"Strategic application and Critical analysis of Machine Learning to manage and mitigate Risks within the [COMPANY_XXX] Supply Chain"
Topic:
"Strategic application and Critical analysis of Machine Learning to manage and mitigate Risks within the [COMPANY_XXX] Supply Chain"
Abstract:
In todays complex supply networks, disruptions caused by diverse events represent major unknown operational conditions and risk factors requiring research on supply chain risk management. (Bodendorf, Sauter and Franke, 2023). Given the complexity of modern supply chains we argue that a data-driven approach to supply chain risk management enhances the assessment and prediction of risks. The goal of this Thesis is to Predict High Risk suppliers in [COMPANY_XXX] supply chain using Machine learning and Big data analytics. The studys findings will help [COMPANY_XXX] avoid supply chain disruptions and align their purchasing strategies better. The study will be beneficial to [COMPANY_XXX] in preparing for supplier risks and tackling any disruptions caused in the supply chain due to suppliers.
Introduction:
In todays complex supply chain networks risks of disruptions due to organizational factors within and environmental factors outside of supply chains represent major challenges for both practitioners and researchers (Baghersad and Zobel, 2021).
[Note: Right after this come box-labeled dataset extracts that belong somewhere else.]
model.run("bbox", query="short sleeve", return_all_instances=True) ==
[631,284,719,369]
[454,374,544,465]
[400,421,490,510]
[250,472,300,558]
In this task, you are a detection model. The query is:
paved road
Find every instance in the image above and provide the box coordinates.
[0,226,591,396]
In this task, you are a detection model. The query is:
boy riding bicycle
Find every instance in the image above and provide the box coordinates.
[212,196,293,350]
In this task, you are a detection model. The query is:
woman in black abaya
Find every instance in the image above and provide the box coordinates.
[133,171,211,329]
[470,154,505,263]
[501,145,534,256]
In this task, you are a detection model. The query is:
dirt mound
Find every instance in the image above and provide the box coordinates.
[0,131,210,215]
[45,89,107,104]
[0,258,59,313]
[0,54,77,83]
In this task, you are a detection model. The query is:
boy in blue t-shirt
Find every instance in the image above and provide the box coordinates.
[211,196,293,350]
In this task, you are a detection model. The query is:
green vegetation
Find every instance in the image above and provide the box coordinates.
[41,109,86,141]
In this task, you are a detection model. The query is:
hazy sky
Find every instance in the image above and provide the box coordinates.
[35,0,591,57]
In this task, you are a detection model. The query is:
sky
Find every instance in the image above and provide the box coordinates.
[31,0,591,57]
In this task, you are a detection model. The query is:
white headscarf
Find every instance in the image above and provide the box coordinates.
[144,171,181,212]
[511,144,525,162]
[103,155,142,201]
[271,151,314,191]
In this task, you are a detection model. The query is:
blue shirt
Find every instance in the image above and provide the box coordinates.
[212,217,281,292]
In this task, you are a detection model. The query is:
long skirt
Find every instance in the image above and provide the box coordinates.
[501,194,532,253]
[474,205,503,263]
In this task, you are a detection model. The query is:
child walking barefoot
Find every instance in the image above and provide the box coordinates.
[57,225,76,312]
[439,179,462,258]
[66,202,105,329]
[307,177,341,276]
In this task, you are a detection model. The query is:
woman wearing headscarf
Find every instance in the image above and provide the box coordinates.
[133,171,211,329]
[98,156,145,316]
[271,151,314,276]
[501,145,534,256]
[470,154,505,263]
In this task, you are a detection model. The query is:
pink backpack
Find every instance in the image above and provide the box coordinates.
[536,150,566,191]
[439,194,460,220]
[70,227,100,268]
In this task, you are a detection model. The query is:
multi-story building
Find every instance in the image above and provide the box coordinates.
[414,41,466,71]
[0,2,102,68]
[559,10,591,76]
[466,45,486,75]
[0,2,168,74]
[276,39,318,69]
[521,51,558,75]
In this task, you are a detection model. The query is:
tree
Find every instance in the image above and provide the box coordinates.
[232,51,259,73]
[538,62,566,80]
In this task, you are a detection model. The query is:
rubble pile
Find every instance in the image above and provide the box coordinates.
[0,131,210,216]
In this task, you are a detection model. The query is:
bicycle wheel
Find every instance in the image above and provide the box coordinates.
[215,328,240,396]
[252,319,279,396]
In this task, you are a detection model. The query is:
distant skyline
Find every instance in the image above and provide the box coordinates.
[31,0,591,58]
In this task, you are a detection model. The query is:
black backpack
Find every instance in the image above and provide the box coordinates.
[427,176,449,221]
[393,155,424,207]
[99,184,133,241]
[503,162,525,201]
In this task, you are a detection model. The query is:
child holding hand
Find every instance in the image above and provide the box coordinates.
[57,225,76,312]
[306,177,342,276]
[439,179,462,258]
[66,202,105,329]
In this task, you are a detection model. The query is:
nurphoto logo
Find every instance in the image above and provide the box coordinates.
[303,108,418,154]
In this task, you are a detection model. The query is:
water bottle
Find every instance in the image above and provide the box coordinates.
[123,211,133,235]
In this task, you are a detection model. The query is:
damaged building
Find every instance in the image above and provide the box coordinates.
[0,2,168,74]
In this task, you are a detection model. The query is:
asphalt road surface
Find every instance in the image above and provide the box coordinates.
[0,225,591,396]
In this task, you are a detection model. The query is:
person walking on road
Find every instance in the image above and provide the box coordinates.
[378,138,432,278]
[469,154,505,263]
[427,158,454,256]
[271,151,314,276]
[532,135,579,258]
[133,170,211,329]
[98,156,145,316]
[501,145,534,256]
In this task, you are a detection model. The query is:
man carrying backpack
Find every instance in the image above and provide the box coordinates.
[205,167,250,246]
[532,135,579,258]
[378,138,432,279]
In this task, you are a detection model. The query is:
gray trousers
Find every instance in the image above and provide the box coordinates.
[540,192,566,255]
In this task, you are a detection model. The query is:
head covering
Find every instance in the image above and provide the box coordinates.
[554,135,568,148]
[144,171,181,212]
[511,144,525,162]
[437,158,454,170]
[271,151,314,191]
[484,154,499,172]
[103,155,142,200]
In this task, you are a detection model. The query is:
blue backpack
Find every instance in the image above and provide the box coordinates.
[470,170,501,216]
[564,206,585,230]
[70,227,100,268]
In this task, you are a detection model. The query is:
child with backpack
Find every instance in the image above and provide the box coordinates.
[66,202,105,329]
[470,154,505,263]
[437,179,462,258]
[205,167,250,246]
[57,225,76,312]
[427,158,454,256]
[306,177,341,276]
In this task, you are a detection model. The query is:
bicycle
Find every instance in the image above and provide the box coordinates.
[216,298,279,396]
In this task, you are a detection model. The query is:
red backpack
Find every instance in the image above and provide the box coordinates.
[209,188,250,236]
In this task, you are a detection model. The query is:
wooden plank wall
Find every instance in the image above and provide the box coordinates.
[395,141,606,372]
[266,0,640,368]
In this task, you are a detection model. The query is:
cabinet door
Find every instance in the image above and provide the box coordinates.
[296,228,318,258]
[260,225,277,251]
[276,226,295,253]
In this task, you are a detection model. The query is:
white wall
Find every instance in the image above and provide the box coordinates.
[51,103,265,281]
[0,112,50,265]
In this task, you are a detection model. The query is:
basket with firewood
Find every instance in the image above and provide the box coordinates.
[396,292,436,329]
In recent years, accompanied by the surge in big data and the increasing demand for business analytics, the importance of empirical research based on observational data in the field of supply chain risk management is experiencing a significant boost (Ho et al., 2017). By incorporating financial indicators which reflect the financial liquidity data of suppliers can be a valuable source of information to predict their risk and prepare for any disruptions that may arise.
Purpose:
The purpose of this application-oriented master thesis is to help [COMPANY_XXX] identify supply chain risks prior to its occurrence and to proactively anticipate supply chain risk affecting the company. Hence with this prior information making [COMPANY_XXX] better prepared for supplier failures and disruptions caused in near future.
Methodology:
This methodology used in this study is a secondary data analysis with the aid of ML techniques.
Impact:
The impact of this study will be significant in helping [COMPANY_XXX] prepare for supplier risks and tackle any disruptions caused in the supply chain. Another benefit would be related to decision making capacity due to a more strategic perspective. Advantage of having risk knowledge in prior intensifies the supplier relationship through an improved information flow.